[Interview] Pourquoi dormons-nous?

Diego Golombek est un biologiste argentin, professeur de l’Universidad Nacional de Quilmes où il dirige le laboratoire de chronobiologie, et chercheur au Consejo Nacional de Investigaciones Científicas y Tecnológicas (CONICET).
En France, l’Institut national du sommeil et de la vigilance a intégré la journée mondiale du sommeil au niveau national depuis 2000. En dehors de cette journée, des messages et des recommandations concernant le sommeil sont diffusés fréquemment. Pourtant, un problème « sommeil » persiste durablement dans notre société. Pour vous qui êtes un chercheur spécialiste de chronobiologie, voici nos questions !
Pourquoi dormir, quand dormir et combien de temps dormir ?
A vos trois questions, voici mes trois réponses. Nous ne savons pas, nous ne savons pas et nous ne savons pas. Mais nous avons tout de même quelques indices !

Pourquoi dormons-nous ?
- Dormir est aussi vital que manger ou boire
Le sommeil est vital, il est nécessaire à la vie. Des expériences déjà anciennes ont montré que des animaux de laboratoire ne survivent pas à une privation de sommeil de plus de deux semaines. Oui, c’est la même durée de survie que si on les prive de boire et de manger !
Ce n’est pas seulement le manque de repos : pendant le sommeil, notre cerveau est très actif, il se répare, se développe, guérit ses blessures, renforce la mémoire, etc.
Chez les humains, le record de privation de sommeil est d’environ 11 jours… avec des conséquences qui s’aggravent progressivement sur le plan de la santé mentale et du métabolisme. On ne récupère pas complètement d’une privation chronique de sommeil.
- Le manque de sommeil affecte les processus cognitifs
Le rôle du sommeil dans l’apprentissage et la mémoire est amplement prouvé : après une bonne nuit, les souvenirs sont consolidés dans la mémoire. Par conséquent, pour préparer un examen, c’est beaucoup mieux de dormir que de rester réveillé toute la nuit pour réviser.
- Le fœtus dort, on le sait, et peut-être même rêve-t-il.
L’organisation du cycle veille/sommeil continue pendant la période néonatale, guidée par l’horloge biologique interne, la présence de la mère et d’autres signaux de l’environnement.
Chez le nourrisson d’environ 7 mois, la composante circadienne (d’environ 24 heures) du cycle veille/sommeil se renforce, mais, je le répète, la famille continue à jouer un rôle important.

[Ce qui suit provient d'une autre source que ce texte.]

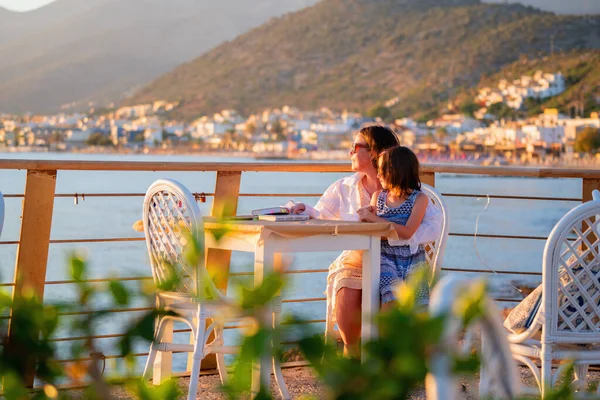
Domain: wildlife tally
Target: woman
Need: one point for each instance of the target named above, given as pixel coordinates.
(342, 201)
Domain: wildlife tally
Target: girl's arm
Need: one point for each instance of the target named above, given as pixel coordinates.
(415, 219)
(368, 213)
(328, 206)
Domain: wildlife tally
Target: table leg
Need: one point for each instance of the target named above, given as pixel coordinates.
(283, 390)
(164, 359)
(370, 289)
(263, 266)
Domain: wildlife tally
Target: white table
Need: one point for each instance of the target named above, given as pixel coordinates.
(265, 239)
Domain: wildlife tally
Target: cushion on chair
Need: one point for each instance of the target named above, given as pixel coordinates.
(522, 316)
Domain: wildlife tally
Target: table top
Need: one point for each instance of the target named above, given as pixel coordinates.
(308, 227)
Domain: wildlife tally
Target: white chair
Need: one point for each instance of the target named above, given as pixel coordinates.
(434, 253)
(441, 381)
(568, 318)
(1, 212)
(170, 214)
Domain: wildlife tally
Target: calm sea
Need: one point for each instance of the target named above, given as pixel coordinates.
(113, 217)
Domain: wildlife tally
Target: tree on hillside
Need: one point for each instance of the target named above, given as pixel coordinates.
(468, 108)
(501, 110)
(98, 139)
(588, 140)
(278, 129)
(441, 134)
(380, 112)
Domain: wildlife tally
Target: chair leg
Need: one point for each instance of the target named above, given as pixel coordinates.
(329, 319)
(149, 362)
(484, 389)
(283, 390)
(546, 362)
(581, 371)
(222, 367)
(148, 369)
(198, 353)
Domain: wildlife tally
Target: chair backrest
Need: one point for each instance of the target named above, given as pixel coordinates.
(170, 215)
(571, 277)
(434, 251)
(441, 381)
(1, 212)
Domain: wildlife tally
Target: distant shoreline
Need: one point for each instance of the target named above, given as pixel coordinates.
(588, 162)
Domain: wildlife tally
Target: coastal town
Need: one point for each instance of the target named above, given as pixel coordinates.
(483, 135)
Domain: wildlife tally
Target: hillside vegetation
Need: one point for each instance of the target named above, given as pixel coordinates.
(356, 54)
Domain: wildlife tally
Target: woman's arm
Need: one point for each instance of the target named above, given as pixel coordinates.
(403, 231)
(367, 213)
(328, 206)
(427, 232)
(415, 219)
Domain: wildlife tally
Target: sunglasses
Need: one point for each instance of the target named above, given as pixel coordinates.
(358, 146)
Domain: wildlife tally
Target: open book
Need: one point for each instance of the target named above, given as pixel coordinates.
(279, 218)
(271, 211)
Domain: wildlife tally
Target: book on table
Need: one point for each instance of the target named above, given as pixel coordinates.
(285, 217)
(271, 211)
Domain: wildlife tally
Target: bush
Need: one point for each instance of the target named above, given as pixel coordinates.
(588, 140)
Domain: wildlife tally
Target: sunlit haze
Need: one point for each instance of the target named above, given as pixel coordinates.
(23, 5)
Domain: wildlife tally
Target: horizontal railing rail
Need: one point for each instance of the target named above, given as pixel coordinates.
(39, 196)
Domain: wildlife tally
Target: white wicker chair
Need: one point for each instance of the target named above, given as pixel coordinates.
(1, 212)
(170, 213)
(433, 251)
(441, 382)
(569, 315)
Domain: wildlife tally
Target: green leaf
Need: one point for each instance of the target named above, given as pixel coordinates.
(119, 292)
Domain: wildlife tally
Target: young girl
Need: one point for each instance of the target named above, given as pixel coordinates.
(402, 203)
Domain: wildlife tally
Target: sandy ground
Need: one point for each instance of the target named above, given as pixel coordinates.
(303, 384)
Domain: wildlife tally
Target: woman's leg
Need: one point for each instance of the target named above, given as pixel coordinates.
(348, 314)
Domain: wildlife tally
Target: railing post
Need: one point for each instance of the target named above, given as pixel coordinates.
(587, 187)
(32, 253)
(428, 178)
(225, 202)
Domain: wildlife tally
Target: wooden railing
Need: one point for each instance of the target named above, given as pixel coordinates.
(40, 192)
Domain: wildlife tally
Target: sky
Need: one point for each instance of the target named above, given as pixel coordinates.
(23, 5)
(565, 6)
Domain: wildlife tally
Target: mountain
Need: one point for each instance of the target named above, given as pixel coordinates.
(575, 7)
(80, 51)
(581, 70)
(356, 54)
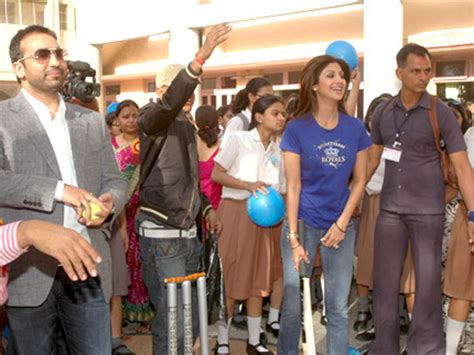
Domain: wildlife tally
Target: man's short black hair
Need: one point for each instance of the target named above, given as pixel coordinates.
(410, 48)
(15, 52)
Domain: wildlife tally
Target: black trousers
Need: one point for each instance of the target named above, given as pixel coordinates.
(392, 233)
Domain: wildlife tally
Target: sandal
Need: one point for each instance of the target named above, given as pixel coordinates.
(218, 346)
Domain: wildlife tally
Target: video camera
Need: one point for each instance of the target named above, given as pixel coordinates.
(76, 84)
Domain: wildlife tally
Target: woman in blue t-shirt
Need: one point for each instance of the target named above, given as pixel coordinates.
(324, 150)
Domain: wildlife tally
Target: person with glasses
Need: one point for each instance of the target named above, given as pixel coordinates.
(56, 162)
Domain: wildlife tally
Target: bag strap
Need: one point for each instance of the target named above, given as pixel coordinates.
(435, 124)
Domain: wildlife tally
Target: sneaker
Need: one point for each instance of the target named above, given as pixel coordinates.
(218, 346)
(258, 349)
(362, 321)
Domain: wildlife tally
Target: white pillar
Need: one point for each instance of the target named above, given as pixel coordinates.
(383, 38)
(183, 45)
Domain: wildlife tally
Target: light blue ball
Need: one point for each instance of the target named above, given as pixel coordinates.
(345, 51)
(266, 210)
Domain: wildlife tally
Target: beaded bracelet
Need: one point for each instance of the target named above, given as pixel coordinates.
(342, 230)
(199, 59)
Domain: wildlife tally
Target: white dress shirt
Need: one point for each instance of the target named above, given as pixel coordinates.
(245, 158)
(58, 133)
(235, 124)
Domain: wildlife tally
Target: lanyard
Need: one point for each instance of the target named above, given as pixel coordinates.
(399, 127)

- Tous les animaux dorment
Tous les animaux dorment, même les invertébrés, quoique la définition du sommeil puisse être différente d’une espèce à l’autre. Il n’est pas possible, bien sûr, de faire des enregistrements des cycles du sommeil dans nombre d’espèces. Les chercheurs définissent en général les longues périodes de repos comme étant du « sommeil ».
Il y a même des preuves que pendant le sommeil de beaucoup d’animaux, et pas seulement chez les mammifères, surviennent des périodes que l’on peut qualifier de rêve.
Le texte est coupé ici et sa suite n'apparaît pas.